My guess is that the interactions between local electric fields and the battery's electric fields quickly become too complicated to show by hand? And you would need a computer to account for all the funky charge distributions that would happen--like the programs Dr. Chabay uses in her text?
Ultimately, without getting into the gory details of how the fields from the battery and fields from local bends, surface charge tends to distribute itself into a nice gradient?
Thank you very much.
loved it
Thank you! 😄
How it works that battery chemical energy turned to light heat,electrons is pushed by surface electric field,then what battery do?thank you.
I LOVE IT , THANK YOU .
So glad to hear it's helpful!
prof.Carlson, Which book do you use for this course?
We use Matter and Interactions, Volume 2: Electric and Magnetic Interactions by Chabay and Sherwood.
at 5:08 "as the electron goes around its atom it makes a current loop and a current loop makes a magnetic moment" Are you guys really still teaching that paradigm? especially coupled that with the remark 4:39 "okay the electron as far as we can tell has no size" how can you not smile? something that has no size is moving/spinning etc? You don't see the linguistic contradiction? Start by saying you have no idea and that following wrong models are used historically. Then the new generation will start dreaming up new paradigms that are closer to reality.
ua-cam.com/video/iMDTcMD6pOw/v-deo.html here Richard Feynman says honesty: he teaches what it LOOKS LIKE. He does not say this is how it WORKS. That would be like saying what it IS. Because 'LOOKS LIKE' is not 'IS' science can make progress in getting closer to it.
Wow I like that
Anyone know what year student is in this class?
This course is aimed at freshmen and sophomores in science and engineering majors.
cool
Thanks!!
why you don't agree circuit electresite is like water hedrolic system 100% like ohms low and electron can mowe in any speed in circuit. not like speed close to speed of light
25:00 The electron(s) snails 1 m in 12h in DC it won't even reach the bulb during this class. In AC it moves back and forth an infinitely small distance. How are those electrons running??? and suppose to bump into things and create light they dont really even touch eachother... Immaginary water analogies make things even harder to understand in the end just like conventional current does.
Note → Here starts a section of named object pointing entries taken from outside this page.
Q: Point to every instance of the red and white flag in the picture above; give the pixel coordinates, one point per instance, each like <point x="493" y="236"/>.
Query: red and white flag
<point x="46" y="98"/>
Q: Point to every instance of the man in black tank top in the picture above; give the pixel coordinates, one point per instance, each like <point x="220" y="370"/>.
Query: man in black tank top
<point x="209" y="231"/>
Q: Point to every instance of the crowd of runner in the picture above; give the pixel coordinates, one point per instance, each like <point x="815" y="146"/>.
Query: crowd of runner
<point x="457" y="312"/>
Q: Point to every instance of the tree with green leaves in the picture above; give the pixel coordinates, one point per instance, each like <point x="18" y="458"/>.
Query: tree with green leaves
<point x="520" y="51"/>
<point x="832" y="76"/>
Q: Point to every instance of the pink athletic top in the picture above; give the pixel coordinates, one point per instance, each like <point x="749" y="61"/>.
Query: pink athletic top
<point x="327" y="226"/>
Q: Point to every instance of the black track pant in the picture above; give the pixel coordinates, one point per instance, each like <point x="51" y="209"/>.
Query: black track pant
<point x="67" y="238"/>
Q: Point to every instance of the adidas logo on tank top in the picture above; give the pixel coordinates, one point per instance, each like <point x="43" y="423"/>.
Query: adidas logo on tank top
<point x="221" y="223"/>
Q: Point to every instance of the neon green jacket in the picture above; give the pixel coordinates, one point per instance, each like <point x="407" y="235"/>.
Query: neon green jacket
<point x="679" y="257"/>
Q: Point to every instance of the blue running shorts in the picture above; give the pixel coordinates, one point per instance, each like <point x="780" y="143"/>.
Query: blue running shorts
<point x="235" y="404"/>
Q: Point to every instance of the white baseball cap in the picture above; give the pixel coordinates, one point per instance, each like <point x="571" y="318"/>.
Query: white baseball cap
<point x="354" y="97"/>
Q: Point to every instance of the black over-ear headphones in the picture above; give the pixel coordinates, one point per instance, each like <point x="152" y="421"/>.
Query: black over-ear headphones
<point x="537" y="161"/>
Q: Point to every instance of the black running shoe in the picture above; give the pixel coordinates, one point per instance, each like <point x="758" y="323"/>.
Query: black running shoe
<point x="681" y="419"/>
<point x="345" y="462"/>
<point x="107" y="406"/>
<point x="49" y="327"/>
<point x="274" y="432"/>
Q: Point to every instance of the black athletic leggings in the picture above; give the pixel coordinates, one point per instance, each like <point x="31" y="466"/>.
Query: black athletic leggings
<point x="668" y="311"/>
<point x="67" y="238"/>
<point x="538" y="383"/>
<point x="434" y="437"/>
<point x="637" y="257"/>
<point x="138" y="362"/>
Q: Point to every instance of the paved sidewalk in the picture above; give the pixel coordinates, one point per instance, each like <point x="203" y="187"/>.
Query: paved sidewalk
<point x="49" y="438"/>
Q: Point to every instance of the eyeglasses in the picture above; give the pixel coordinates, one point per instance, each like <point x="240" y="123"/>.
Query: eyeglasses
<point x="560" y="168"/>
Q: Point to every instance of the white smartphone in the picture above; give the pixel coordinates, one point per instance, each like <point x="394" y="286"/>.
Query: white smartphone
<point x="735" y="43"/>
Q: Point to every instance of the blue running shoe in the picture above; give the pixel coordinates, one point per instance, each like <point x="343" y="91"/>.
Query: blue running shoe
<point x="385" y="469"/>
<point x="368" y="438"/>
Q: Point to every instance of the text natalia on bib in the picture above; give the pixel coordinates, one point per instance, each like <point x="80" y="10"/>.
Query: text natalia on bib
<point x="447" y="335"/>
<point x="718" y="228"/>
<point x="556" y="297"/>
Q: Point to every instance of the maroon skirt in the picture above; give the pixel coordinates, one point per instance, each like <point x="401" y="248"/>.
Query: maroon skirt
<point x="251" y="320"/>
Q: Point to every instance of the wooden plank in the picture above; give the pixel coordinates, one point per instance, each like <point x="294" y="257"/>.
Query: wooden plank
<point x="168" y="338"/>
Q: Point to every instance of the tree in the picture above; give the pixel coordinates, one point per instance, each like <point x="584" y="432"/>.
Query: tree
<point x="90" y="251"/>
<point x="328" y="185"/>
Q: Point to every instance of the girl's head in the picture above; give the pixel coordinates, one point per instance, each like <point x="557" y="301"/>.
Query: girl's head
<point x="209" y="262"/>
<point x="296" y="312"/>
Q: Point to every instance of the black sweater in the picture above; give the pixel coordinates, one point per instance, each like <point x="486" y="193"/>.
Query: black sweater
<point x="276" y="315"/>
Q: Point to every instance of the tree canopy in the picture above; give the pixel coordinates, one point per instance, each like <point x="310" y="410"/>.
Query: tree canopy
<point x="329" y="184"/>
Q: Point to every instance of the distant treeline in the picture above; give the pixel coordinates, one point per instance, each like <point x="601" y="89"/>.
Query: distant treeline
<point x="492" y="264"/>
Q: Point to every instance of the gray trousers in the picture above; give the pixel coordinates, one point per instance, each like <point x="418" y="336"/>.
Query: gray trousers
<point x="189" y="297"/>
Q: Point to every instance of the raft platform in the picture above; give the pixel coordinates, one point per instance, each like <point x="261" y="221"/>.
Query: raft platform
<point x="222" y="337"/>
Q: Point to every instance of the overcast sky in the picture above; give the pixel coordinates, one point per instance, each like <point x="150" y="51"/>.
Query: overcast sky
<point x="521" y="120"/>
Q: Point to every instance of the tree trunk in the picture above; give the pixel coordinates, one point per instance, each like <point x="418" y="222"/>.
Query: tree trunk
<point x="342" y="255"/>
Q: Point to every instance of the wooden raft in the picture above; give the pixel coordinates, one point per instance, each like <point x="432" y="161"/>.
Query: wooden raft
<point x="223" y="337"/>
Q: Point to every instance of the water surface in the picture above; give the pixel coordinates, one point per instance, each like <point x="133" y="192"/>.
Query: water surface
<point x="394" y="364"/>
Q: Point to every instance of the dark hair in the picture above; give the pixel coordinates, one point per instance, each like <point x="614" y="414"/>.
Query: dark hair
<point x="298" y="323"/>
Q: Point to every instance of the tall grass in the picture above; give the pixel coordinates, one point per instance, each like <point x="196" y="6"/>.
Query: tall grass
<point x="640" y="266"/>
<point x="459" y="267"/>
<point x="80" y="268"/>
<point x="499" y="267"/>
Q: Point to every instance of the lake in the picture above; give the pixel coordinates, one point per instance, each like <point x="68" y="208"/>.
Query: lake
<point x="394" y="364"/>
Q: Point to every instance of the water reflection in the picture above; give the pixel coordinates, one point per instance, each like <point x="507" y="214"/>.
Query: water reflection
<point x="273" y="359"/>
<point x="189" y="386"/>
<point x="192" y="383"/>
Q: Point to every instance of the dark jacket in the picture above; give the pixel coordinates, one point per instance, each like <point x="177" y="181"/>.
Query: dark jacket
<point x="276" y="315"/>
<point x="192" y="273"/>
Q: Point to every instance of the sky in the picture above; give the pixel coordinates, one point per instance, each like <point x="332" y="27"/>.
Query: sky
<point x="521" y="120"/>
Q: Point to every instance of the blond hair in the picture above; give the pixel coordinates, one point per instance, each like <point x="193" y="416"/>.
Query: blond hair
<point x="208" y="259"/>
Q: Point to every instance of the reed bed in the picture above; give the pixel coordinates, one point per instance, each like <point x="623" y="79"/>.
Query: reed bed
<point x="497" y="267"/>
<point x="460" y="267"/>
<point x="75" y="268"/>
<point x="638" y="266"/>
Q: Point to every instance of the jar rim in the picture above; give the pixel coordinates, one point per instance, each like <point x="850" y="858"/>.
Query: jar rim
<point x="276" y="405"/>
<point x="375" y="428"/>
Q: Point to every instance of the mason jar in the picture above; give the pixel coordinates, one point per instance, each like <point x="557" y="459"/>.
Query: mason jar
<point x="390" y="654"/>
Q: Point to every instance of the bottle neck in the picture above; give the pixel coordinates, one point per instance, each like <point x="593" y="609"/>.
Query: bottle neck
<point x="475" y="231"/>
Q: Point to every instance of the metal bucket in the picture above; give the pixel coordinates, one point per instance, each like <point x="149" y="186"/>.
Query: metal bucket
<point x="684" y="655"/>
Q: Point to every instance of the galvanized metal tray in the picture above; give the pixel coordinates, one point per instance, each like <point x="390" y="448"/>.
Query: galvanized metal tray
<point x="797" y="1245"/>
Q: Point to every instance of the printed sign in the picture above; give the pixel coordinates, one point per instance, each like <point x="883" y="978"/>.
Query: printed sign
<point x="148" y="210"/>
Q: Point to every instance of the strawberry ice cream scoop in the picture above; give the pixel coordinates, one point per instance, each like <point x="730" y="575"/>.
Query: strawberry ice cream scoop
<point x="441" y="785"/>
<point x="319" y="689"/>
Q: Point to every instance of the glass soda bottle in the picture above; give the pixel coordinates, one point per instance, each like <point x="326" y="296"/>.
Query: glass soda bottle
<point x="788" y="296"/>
Why not try to teach the real stuff.. instead of crippling young minds??
I egreed with you .I think electron flew in circuit like water in piep and I egreed whit ohm low.
It's explained in the next lecture..
if you see this comments please 🙏 answer my questions it's very important for me to know your opinion.
She's a live wire!
Mosh pit analogy is why I'm cynical. Mosh pit doesn't cause peripheral movement always, but it can cause heat in closed space that I noticed on parameter but also some movement back though I understand what she's saying...It seems like these circuits should be closed, and then if they cause vibration or magnetism, peripheral activity can parasitically use it to power bulb..These chemistry people explain universe, but us selfish people have very base agenda. I would never be able to talk so enthusiastically about something if it had no opportunistic aspect to exploit, unless I was appointed by God or something. I have to try to listen closer.
its called ELECTRIC FIELD
include real life examples like making austenitic steel from ferritic.
They need to quit moving away from the formulas. I don't have time to read them.